Already on GitHub? Sign in to your account

Open
wants to merge 3 commits into
base: main
Choose a base branch
from

Conversation

krishivseth
Copy link

Enhanced Header Management for Scautable

This PR introduces a comprehensive header management system for Scautable, providing robust utilities for handling CSV headers.
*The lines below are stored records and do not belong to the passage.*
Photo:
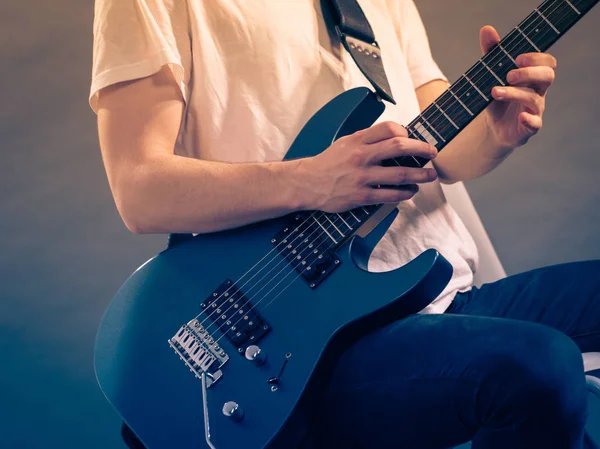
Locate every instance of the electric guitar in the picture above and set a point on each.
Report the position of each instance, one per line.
(226, 340)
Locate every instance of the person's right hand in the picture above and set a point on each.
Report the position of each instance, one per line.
(348, 174)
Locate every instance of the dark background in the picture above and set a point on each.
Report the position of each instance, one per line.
(64, 251)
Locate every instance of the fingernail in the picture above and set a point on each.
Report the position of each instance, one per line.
(500, 93)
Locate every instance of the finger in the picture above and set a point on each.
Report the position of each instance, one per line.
(532, 122)
(382, 131)
(533, 102)
(539, 78)
(386, 195)
(488, 37)
(400, 146)
(536, 59)
(398, 176)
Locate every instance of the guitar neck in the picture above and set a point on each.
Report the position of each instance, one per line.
(452, 111)
(472, 93)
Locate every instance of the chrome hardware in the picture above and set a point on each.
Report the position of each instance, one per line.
(233, 410)
(255, 355)
(199, 351)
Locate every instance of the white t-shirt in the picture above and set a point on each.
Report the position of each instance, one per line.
(253, 72)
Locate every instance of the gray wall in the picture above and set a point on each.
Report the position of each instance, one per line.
(64, 251)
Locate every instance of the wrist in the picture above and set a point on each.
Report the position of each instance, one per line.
(297, 194)
(498, 146)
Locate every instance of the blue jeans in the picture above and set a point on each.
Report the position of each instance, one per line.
(502, 367)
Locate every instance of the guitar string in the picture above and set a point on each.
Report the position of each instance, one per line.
(282, 259)
(265, 296)
(507, 42)
(482, 70)
(246, 296)
(288, 243)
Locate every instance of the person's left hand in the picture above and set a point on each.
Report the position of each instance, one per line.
(517, 114)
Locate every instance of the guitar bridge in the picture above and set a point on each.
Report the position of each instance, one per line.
(199, 351)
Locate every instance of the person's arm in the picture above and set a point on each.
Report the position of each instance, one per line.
(157, 191)
(506, 124)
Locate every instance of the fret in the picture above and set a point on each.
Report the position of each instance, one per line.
(528, 40)
(547, 21)
(477, 72)
(345, 222)
(456, 109)
(464, 90)
(324, 230)
(573, 6)
(584, 5)
(461, 103)
(446, 115)
(539, 31)
(506, 53)
(431, 128)
(561, 14)
(492, 72)
(500, 62)
(424, 133)
(354, 216)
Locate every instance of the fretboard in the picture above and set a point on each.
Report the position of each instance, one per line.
(452, 111)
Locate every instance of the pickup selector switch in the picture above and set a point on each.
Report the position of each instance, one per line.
(255, 355)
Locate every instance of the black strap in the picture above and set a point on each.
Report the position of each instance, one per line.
(349, 22)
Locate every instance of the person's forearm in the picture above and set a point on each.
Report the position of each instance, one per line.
(177, 194)
(473, 153)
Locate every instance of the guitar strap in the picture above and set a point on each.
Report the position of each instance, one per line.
(348, 21)
(350, 24)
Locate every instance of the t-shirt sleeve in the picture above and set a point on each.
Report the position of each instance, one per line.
(415, 43)
(135, 39)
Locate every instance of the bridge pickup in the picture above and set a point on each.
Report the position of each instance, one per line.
(234, 316)
(307, 247)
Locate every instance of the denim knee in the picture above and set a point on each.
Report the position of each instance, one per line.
(536, 380)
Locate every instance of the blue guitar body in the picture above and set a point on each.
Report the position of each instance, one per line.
(143, 355)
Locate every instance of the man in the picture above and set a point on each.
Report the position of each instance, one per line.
(197, 103)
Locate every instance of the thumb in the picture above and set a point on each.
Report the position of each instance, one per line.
(488, 37)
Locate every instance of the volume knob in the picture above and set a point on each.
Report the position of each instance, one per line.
(255, 355)
(232, 410)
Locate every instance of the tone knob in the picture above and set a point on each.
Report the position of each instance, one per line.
(232, 410)
(256, 355)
The implementation includes:

  1. Header Normalization: Converts headers to valid Scala identifiers, handles spaces/special characters, ensures uniqueness, and prevents conflicts with reserved keywords.

  2. Header Validation: Detects empty/duplicate headers, validates against Scala identifier rules, and provides detailed error messages with severity levels.

  3. Content-Based Column Name Inference: Analyzes column content to suggest meaningful names for numbers, dates, emails, URLs, booleans, and names.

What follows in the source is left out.